The man who punches my ticket on the train knows it. The librarian, she knows it too. Even the man roasting hot dogs on the sidewalk of the New Haven Green gives me a look as if to say he knows it too.
I am going there tonight.
I stop at the red light, fingers drumming the steering wheel. A man in a silver Acura beside me. My eyes must tell him because I swear he mouths it to me, “Honey, honey, honey. You are going there tonight.” As if it were a tune. A melody.
“You have not been there in a while… It’s time, it’s time,” I say as I unroll the mat from its curled stature, letting it fall lifeless and flat onto the carpet before me. I stand on the edge of the mat and let the heat start to water my limbs, like a tin man begging for his oil. Squeak. Squeak. Squeak.
I am going there tonight.
The sign on the glass door of the two-story brick building tells me from the start, in big thick Helvetica lettering, that I cannot bring anything into the room with me beyond a towel, water bottle, and yoga mat.
Nothing else.
No cell phone to buzz in the billows of my pocket.

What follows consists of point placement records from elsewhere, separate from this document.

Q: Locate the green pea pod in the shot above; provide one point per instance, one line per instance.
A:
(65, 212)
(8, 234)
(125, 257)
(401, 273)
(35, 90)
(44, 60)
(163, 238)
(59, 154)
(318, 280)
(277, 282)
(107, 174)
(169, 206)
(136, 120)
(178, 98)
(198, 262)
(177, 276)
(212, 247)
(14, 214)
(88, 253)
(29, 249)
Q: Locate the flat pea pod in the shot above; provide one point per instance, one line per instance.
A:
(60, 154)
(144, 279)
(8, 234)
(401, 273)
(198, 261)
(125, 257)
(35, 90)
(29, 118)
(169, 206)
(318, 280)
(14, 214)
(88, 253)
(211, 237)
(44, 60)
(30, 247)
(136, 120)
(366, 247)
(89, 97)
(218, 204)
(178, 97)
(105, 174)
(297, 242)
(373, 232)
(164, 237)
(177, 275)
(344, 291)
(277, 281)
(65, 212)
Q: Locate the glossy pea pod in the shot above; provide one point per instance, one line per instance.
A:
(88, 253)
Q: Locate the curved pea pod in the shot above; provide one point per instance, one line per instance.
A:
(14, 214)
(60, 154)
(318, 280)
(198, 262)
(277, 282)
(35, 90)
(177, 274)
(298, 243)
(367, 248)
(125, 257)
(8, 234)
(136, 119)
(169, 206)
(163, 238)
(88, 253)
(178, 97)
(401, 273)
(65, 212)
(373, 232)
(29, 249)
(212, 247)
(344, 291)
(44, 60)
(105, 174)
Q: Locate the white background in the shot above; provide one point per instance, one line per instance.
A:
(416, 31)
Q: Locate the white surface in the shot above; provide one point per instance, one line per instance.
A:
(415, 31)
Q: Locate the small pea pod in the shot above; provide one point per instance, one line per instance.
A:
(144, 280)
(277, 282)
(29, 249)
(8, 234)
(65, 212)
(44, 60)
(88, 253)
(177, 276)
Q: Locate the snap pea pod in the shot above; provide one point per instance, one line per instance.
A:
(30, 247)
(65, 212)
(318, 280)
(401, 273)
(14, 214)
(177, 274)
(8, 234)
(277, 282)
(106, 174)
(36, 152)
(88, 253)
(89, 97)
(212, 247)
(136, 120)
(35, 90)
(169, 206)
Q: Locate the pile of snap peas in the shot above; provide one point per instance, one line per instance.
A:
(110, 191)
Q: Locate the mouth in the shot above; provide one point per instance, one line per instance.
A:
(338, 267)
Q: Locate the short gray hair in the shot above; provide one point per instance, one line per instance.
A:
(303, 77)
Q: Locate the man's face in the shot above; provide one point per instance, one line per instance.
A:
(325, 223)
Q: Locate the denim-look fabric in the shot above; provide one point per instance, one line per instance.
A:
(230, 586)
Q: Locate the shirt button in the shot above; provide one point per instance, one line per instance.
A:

The calls will have to wait. No laptop to light up the dark of the room as the lights turn down and we lie in dead man’s pose. The email will be there when the 90 minutes is over. It will pile over the hour and a half. I am so sure.
And here I am: Most vulnerable in 104 degrees. Becoming my own version of a Little Teapot. Tip me over. Pour me out. Steam rises up from the floor, knitting itself around me and somehow the thought of No outlets. No easy ways out. No escapes. Comforts me.
104 degrees, 90 minutes and 27 postures to go, and all I am holding is a posture. A cobra pose. And my breath.
A layer of sweat welds my tank top to my body. I am reminded once more of The Thing That Is Wise To Realize As We Grow: that sometimes there is nowhere else to go but inward. Some days you have no choice but to get down deep in the depths of your own messy feelings and sort stuff out. Sorry to say, they don’t have an app for this kind of thing just yet.
Inward. Arguably, the hardest place to visit but a place we’ve all been called towards at one point or another. Not an easy path, not a known set of stepping stones. Like grandmother’s house… when you don’t yet know of the Big Bad Wolf’s hiding spot along the pathway. And yet, you know its best to brave the dark forest because something warm lies down there in the lit up windows of a place that strips you bare and dares you to look at your true self, beyond Twitter profiles and Linked In connections.
You need to go off on your own, there is no other way for It Will Keep you Sane, to once in a while, pull your apt-to-tapping fingers away from the keyboard to acknowledge the Real, True Feelings that sit in your stomach, waiting to come out from hiding places behind a junk box of email, like another one of Glinda’s terrified Munchkins.
Suddenly Loneliness is diving down into triangle pose beside me, Regret stands on one foot in a superb tree position and I am asking tough questions that don’t get answered in 140 characters or just one spell of quiet time: Do I love this girl in the mirror? Is she happy? Is her heartbeat being accounted for? What will happen to her when she is alone?
Alone, alone, alone. Will she shrivel and die? Curl and cry?
Or will she be o.k.? When the Loneliness bends down and the Insecurity rises up to the rafters? Will she be o.k.? When Fear shares the mat and she’s forced to exhale the Smallness for Something Bigger, Something Grander? Will she be Braver? Will she be Stronger?
Will she be o.k? Lord, will she be o.k?